メイリンは本当に予知能力を持っているのか!?
聞いてみたいけど、俺が尋ねることを予知したメイリンにあらかじめ口止めされているかもしれない。
そして秘密を知ったことも予知されてしまった俺は、世界を裏で操っていたメイリンにこっそり暗殺されて――。

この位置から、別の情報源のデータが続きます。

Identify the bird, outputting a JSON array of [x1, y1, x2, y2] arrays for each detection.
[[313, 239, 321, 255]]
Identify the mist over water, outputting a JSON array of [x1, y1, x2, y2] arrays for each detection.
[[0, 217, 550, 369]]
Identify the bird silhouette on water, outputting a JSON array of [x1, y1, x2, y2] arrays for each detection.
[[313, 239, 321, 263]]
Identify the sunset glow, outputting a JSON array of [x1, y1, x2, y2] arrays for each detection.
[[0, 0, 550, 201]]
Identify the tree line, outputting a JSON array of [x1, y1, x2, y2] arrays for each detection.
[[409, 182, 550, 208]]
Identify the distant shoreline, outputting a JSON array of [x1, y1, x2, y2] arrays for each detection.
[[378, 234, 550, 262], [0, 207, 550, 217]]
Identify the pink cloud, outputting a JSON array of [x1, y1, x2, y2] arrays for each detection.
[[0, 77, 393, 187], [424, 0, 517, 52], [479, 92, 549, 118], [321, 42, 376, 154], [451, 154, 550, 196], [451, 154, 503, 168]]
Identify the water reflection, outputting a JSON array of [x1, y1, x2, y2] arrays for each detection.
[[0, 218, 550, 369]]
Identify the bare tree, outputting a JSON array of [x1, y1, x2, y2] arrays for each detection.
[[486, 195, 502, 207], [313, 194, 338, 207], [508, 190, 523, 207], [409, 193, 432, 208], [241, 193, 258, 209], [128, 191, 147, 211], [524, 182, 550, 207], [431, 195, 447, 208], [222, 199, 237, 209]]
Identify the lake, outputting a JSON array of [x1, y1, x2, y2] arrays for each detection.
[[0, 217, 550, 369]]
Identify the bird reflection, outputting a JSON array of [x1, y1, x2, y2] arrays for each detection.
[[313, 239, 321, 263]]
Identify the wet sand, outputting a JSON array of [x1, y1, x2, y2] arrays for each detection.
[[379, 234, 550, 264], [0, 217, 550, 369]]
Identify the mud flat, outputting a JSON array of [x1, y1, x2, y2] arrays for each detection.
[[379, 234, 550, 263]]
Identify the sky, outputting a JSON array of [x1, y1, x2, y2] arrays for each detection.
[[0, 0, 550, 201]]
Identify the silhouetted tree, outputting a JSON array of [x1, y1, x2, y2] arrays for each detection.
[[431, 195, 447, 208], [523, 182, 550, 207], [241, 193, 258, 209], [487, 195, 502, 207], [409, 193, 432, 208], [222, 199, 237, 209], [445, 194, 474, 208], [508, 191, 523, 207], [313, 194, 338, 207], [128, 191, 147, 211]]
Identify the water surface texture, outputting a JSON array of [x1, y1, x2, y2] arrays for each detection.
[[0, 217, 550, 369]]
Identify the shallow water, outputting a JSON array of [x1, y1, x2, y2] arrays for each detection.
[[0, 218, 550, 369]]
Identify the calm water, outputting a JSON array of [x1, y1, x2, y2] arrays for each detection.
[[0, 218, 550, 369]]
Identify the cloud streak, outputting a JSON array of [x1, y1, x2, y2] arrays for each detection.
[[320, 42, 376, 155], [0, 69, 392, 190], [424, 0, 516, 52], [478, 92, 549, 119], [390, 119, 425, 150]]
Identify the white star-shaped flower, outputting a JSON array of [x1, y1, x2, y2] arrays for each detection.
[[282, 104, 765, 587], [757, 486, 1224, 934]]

「もうおにーさん、そんなに細かいことばっかり気にしてたらハゲるよ? もっと大らかにいこうよ? 強敵を倒した! ボクたちは強い! ハッピー! イェーイ!」
「ほんとお前はノリが軽いよな。あと俺はハゲないからな。絶対にな。絶対にだ!」
男が最も恐れるもの。
それが年齢とともに襲い来る薄毛の恐怖である。
この世界に育毛剤(もしくは育毛スキル)があることを切に願う。
「それはそうと勇者様。大魔竜ドラグバーンを倒したことを早く陽動部隊に知らせに行かないとです。もう人とドラゴンは戦わなくていいんですから」
「おっとそうだったな。早く伝えて戦闘を終わらせないと。ミストルティア、俺たちを乗せていってくれるか? 実を言うと俺、力を使い過ぎて結構ヘトヘトでさ」
正直、今から陽動部隊がいるエリアまで飛んでいくのはかなりしんどい。
「うーん、ボクもちょっとお疲れなんだけど……でもがんばるね!」
そう言ってミストルティアがドラゴンの姿に変身しようとした時だった。
『皆さま、さぞやお疲れでしょう。ここはどうぞ、わたくしの背中にお乗りください』
突然そんな声が聞こえてきたのは。
「なんだ?」
「ど、ドラゴンです! しかも超上位種の……!」
声のした先に視線を向けると、そこにはキラキラと七色に光る美しいドラゴンの姿があった。
穏やかな口調ながら、その身体に秘められた気配は強大の一言だ。
俺は反射的に
よりにもよって、ここで上位種ドラゴンかよ。
正直戦う力なんて残ってないぞ?
だがもう俺たちは戦う必要はないんだ。
なんとか説得をして戦わずに済ますんだ――なんてことを必死に考えていると、
「あ、ハイペリオルドラゴンじゃん。久しぶり、やっほー!」
ミストルティアが軽ーく手をあげながら、のほほーんと挨拶をした。